O uso da Inteligência artificial (IA) pelos Estados Unidos para vigiar a fronteira com o México deixa moradores da região preocupados. O tema da imigração ilegal no país é central na campanha para as eleições presidenciais de novembro.
Em abril de 2023, Alejandro Mayorkas, secretário de Segurança Interna dos Estados Unidos, criou uma equipe especial encarregada da inteligência artificial. “Estamos procurando implantar a IA para controlar melhor as cargas, identificar bens produzidos por trabalho forçado e gerenciar riscos. Nós vamos ver como usar essa tecnologia para detectar melhor o transporte do medicamento fentanil”, declarou na ocasião.
Uma das principais funções da IA é calcular o peso e a massa com base no que é declarado e detecta anomalias na carga dos caminhões, mas não apenas isso. Essa tecnologia também é utilizada para identificar movimentos detectados por câmeras automáticas em torres de vigilância. Ela também analisa se esses movimentos são de animais selvagens, gado, veículos de guarda de fronteira ou deslocamentos fora do comum de veículos, que poderiam ser migrantes tentando entrar discretamente nos Estados Unidos, ou de coiotes.
As novas ferramentas de vigilância baseadas na IA não deixam os habitantes da região, nem os proprietários de terras fronteiriças, tranquilos. Mariana Trevino Wright dirige o National Butterfly Center, localizado em Mission, nos arredores de McCallen, na fronteira entre o Texas e o México. O centro possui terras que margeiam o Rio Grande.
“Entrei na sala de controle da Guarda de Fronteira estacionada em McAllen, onde os agentes trabalham com as câmeras dessas torres e outras tecnologias ali presentes. Essas câmeras observam 360°, dia e noite. Eles possuem sensores que analisam movimentos em um raio de 10 km. As torres estão na fronteira. Eles podem ver facilmente o que está acontecendo no México”, observa Mariana Trevino.
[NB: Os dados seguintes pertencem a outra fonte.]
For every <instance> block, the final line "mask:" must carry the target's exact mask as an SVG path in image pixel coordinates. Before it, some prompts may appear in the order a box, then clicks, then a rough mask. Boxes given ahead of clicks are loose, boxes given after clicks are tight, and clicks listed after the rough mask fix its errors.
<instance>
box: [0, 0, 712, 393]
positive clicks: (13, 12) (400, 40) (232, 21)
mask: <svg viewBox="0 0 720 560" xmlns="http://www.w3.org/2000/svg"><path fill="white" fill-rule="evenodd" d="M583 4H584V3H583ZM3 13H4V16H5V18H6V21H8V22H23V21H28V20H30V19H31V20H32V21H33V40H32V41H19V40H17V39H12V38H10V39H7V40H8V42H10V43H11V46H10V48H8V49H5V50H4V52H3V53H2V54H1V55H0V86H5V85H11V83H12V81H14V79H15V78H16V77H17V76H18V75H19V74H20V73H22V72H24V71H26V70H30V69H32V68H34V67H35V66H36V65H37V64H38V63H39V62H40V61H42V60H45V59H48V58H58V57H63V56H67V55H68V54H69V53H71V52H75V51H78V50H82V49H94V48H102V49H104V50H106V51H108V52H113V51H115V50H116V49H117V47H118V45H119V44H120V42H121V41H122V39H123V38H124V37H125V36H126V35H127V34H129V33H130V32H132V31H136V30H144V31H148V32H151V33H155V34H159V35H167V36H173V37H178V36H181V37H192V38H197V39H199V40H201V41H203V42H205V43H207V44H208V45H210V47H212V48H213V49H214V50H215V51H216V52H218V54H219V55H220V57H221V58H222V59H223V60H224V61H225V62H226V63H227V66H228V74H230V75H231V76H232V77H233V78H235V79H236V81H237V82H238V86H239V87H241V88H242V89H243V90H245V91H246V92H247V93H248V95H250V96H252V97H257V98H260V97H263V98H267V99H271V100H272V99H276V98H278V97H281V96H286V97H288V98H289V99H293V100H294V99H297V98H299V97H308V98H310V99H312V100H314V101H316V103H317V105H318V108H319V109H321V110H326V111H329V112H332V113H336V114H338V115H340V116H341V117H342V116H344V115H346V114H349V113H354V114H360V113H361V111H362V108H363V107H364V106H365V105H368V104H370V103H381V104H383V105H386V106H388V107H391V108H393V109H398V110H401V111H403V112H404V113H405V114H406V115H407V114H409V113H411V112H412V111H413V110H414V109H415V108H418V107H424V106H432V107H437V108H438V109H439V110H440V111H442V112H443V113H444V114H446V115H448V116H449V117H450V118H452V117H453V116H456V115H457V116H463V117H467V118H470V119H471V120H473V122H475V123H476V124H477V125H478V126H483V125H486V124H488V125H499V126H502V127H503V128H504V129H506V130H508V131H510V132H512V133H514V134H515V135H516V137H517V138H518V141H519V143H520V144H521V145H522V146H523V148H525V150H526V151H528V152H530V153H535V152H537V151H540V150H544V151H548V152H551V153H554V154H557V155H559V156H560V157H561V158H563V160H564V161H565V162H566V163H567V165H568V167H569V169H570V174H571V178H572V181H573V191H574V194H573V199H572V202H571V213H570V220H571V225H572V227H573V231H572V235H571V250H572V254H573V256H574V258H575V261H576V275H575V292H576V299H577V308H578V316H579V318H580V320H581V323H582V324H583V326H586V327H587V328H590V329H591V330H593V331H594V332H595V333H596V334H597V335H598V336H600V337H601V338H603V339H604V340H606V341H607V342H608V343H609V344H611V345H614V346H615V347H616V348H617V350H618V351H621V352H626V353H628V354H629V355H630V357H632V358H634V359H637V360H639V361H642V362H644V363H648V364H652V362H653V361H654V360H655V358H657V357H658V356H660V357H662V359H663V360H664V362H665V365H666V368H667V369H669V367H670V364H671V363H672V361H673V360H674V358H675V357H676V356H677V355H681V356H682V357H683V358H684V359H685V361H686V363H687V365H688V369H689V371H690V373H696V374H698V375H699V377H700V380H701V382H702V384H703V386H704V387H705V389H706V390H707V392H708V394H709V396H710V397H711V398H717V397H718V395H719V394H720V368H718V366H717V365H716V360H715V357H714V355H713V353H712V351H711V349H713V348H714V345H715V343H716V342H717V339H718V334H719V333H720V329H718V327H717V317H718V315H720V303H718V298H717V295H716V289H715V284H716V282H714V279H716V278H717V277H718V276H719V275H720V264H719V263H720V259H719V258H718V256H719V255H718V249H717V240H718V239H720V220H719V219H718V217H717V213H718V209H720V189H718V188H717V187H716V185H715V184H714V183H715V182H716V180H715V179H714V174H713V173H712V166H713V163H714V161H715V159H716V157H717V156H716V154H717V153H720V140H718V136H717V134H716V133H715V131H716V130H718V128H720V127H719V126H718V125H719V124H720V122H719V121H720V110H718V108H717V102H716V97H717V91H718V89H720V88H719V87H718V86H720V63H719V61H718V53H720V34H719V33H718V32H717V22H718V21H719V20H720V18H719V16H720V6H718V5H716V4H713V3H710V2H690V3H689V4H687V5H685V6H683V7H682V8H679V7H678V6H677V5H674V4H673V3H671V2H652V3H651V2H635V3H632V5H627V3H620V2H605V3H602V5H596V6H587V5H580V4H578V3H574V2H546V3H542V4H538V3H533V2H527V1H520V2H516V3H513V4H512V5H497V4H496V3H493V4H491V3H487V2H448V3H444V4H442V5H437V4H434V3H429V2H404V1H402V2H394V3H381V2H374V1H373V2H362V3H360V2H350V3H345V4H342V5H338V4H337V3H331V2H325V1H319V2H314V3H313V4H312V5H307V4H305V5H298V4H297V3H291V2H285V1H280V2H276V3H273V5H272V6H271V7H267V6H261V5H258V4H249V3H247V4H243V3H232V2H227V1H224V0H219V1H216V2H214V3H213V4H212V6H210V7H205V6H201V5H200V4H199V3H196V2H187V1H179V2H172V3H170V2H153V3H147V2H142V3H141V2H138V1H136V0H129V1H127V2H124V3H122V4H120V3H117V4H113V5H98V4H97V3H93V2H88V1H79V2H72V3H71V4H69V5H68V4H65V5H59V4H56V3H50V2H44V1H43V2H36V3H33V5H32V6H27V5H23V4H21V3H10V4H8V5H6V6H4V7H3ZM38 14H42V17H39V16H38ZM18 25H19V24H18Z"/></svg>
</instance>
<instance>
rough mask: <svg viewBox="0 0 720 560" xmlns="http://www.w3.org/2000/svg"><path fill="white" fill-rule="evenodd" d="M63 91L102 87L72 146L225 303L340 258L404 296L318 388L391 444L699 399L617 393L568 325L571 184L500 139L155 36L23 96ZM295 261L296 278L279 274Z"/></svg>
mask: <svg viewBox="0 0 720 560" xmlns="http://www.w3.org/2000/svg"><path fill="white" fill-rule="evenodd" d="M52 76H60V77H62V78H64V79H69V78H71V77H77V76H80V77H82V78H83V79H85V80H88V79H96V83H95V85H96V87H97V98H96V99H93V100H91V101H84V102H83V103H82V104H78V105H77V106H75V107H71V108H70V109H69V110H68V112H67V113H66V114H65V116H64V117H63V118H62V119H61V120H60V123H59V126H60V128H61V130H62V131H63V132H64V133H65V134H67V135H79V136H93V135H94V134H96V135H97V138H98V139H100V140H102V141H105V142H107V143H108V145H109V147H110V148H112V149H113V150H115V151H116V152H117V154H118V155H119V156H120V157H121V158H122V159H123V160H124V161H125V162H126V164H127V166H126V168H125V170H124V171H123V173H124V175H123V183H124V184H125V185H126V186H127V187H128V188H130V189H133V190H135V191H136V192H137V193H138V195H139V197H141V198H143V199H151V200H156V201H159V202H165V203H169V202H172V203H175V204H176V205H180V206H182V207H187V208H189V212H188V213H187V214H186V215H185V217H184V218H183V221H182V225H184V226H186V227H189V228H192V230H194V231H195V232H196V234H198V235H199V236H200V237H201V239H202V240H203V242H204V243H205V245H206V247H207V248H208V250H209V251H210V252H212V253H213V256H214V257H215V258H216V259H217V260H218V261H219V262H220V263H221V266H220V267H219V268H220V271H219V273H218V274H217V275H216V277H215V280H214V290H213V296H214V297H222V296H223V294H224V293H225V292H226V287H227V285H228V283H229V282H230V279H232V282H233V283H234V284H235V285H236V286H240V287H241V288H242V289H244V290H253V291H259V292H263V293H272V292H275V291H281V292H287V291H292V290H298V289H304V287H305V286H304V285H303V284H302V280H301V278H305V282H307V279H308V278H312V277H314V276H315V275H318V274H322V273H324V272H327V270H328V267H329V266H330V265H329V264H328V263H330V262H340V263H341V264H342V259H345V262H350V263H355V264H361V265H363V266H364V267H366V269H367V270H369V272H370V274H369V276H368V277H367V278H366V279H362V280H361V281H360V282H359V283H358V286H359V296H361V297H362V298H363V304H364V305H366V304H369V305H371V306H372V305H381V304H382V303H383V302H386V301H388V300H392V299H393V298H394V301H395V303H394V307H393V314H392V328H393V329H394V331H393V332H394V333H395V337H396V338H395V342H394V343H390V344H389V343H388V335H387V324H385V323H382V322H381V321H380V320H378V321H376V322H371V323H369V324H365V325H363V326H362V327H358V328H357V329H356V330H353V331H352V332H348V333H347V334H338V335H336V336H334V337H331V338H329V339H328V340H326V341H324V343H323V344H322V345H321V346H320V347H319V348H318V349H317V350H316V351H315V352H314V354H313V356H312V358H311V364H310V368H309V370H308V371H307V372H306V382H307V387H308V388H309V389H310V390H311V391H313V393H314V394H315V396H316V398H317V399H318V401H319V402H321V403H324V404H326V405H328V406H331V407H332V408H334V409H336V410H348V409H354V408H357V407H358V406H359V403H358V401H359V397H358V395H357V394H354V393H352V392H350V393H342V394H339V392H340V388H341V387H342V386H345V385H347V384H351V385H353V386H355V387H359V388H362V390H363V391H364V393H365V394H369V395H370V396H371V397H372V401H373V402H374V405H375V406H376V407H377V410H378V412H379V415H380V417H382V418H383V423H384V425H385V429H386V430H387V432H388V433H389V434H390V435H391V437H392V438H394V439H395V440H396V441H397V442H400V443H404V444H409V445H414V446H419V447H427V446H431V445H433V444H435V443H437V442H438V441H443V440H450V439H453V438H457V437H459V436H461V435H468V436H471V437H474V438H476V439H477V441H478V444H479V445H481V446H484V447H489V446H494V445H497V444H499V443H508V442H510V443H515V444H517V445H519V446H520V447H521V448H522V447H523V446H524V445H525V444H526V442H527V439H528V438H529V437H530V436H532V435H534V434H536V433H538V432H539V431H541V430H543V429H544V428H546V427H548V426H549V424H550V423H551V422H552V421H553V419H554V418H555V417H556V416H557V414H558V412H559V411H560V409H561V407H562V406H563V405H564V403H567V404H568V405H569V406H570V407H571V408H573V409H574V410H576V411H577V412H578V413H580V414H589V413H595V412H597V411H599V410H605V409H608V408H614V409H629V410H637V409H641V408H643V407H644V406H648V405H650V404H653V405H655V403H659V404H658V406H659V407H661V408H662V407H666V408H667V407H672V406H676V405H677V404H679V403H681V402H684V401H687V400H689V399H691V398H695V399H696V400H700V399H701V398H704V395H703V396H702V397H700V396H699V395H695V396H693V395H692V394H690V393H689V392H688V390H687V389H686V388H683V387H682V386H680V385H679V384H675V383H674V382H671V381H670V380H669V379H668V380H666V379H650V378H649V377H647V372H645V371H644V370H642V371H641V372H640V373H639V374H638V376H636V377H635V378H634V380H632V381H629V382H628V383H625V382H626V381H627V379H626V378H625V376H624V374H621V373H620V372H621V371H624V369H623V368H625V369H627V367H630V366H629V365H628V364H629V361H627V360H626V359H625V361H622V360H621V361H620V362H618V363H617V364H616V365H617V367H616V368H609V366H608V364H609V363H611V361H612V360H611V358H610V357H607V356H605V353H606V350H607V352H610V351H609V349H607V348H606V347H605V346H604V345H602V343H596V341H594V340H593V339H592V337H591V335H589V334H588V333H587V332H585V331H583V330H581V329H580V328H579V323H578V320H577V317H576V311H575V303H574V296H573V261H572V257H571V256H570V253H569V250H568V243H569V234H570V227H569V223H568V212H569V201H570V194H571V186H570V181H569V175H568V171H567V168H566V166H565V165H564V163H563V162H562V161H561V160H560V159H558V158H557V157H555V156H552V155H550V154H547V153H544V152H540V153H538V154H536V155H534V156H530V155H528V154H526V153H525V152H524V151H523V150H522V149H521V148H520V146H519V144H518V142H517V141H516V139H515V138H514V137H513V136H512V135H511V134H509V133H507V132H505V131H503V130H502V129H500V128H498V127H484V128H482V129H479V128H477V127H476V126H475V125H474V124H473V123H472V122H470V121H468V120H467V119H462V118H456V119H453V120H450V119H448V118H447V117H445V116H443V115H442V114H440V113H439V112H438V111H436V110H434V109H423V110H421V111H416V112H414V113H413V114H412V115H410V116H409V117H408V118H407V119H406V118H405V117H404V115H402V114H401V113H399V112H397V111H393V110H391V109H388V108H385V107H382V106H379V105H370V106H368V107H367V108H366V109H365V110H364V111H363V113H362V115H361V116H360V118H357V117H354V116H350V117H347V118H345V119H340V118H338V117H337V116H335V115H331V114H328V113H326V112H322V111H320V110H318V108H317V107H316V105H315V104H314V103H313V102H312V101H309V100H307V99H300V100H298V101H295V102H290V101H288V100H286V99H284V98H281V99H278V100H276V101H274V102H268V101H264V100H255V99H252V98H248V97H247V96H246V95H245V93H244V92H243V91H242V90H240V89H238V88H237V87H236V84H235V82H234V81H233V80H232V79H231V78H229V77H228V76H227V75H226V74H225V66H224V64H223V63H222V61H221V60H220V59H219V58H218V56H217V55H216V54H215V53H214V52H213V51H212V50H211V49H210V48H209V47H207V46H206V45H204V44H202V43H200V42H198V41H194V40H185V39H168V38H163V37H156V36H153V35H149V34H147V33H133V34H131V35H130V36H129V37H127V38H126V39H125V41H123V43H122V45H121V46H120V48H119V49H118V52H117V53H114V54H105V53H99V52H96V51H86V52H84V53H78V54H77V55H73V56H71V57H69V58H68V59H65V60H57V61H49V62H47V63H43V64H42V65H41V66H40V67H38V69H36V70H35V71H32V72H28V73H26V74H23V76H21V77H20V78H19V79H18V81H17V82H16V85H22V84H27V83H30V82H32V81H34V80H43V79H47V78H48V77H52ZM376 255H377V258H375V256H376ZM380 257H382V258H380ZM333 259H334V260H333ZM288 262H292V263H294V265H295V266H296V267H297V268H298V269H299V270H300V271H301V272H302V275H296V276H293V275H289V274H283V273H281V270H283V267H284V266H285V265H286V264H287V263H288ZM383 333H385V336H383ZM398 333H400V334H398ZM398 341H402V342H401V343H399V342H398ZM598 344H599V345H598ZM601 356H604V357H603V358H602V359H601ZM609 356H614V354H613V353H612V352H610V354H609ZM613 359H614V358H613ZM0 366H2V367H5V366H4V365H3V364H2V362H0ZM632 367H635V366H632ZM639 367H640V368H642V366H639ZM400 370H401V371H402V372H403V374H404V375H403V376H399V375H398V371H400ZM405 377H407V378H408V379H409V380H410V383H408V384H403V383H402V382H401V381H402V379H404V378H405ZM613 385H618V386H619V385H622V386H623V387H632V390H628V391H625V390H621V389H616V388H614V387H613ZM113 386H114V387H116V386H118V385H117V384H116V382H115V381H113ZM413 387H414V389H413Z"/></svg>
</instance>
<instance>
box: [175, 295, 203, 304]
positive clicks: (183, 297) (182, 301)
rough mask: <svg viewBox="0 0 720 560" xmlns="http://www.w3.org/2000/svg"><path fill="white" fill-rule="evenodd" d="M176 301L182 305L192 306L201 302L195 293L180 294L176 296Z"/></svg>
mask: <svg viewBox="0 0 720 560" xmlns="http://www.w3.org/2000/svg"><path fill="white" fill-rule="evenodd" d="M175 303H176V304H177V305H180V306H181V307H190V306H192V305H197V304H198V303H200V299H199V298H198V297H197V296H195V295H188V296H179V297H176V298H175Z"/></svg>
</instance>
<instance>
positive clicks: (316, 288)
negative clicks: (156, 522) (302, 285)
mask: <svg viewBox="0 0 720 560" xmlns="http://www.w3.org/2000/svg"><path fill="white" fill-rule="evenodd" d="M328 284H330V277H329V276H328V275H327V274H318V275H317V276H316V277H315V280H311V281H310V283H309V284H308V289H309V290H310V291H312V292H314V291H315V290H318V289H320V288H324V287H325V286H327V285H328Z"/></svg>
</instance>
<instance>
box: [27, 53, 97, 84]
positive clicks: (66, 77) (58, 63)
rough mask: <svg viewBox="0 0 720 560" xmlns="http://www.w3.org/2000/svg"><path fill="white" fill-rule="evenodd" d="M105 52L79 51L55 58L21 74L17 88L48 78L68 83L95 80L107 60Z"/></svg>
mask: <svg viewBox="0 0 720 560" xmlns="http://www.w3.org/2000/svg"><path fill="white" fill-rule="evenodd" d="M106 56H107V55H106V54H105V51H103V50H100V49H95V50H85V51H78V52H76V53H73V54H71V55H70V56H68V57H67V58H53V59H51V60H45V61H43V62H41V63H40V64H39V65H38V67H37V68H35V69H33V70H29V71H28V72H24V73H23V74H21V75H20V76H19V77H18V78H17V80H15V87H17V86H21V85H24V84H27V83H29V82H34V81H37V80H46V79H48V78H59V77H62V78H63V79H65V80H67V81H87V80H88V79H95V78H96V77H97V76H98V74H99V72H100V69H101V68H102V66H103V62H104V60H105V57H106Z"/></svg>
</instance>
Pelo menos 300 torres de vigilância instaladas
Estas novas torres automáticas são alimentadas por painéis solares, o que garante sua autonomia. Na maioria das vezes, estão localizados em terras particulares ou em reservas indígenas, onde há poucos agentes de fronteira. Existem pelo menos 300 torres de vigilância deste tipo, instaladas desde a costa da Califórnia, no oeste do país, até ao extremo leste do Texas, segundo a Electronic Frontier Foundation, que as identificou.
Mas para o secretário de Estado Alejandro Mayorkas, sua utilização é equilibrada e ponderada. “Nosso departamento usará a inteligência artificial para proteger nossa pátria de forma responsável. Ao mesmo tempo, garantiremos que a utilização da IA seja rigorosamente testada para evitar preconceitos e impactos discriminatórios. Garantiremos também que esta utilização seja facilmente compreensível para os nossos cidadãos”, insiste o secretário de Estado.
Segundo seus fabricantes, as torres podem ser programadas para não registrar movimentos no México, nem analisar o que está acontecendo em residências particulares.
Mas as pessoas que moram perto da fronteira não estão convencidas de que suas vidas não estejam sendo registadas. “Você é totalmente monitorado, registrado e analisado. Há uma rede digital ao longo de toda a fronteira, que registra os endereços IP dos telefones ou computadores que você tem. Os guardas da fronteira admitiram já ter implantado e utilizado esta tecnologia contra cidadãos americanos durante protestos, após a morte de George Floyd, em Minneapolis. E isso acontece todos os dias na fronteira!”, garante Mariana Trevino Wright.
Cães robôs capazes de verificar anomalias
Outra tecnologia, que poderia representar o último passo na automatização da vigilância das fronteiras, são os cães-robôs. Capazes de verificar anomalias detectadas por inteligência artificial, eles poderão transmitir dados ou vídeos de localização, em paralelo com drones já pilotados por agentes federais.
“As autoridades nunca irão eliminar as patrulhas humanas, mas os cães-robôs não são ficção científica. Eles foram desenvolvidos e o governo está tentando implantá-los. Seu impacto será o mesmo dos cães usados por milicianos brancos que procuravam escravos fugitivos ou considerados rebeldes nos Estados Unidos. E essas milícias foram dissolvidas há apenas 150 anos”, diz Mariana Trevino Wright.
Em 2022, o presidente mexicano assinou um acordo com a Casa Branca para investir U$ 1,5 bilhão em tecnologias a serem usadas na fronteira.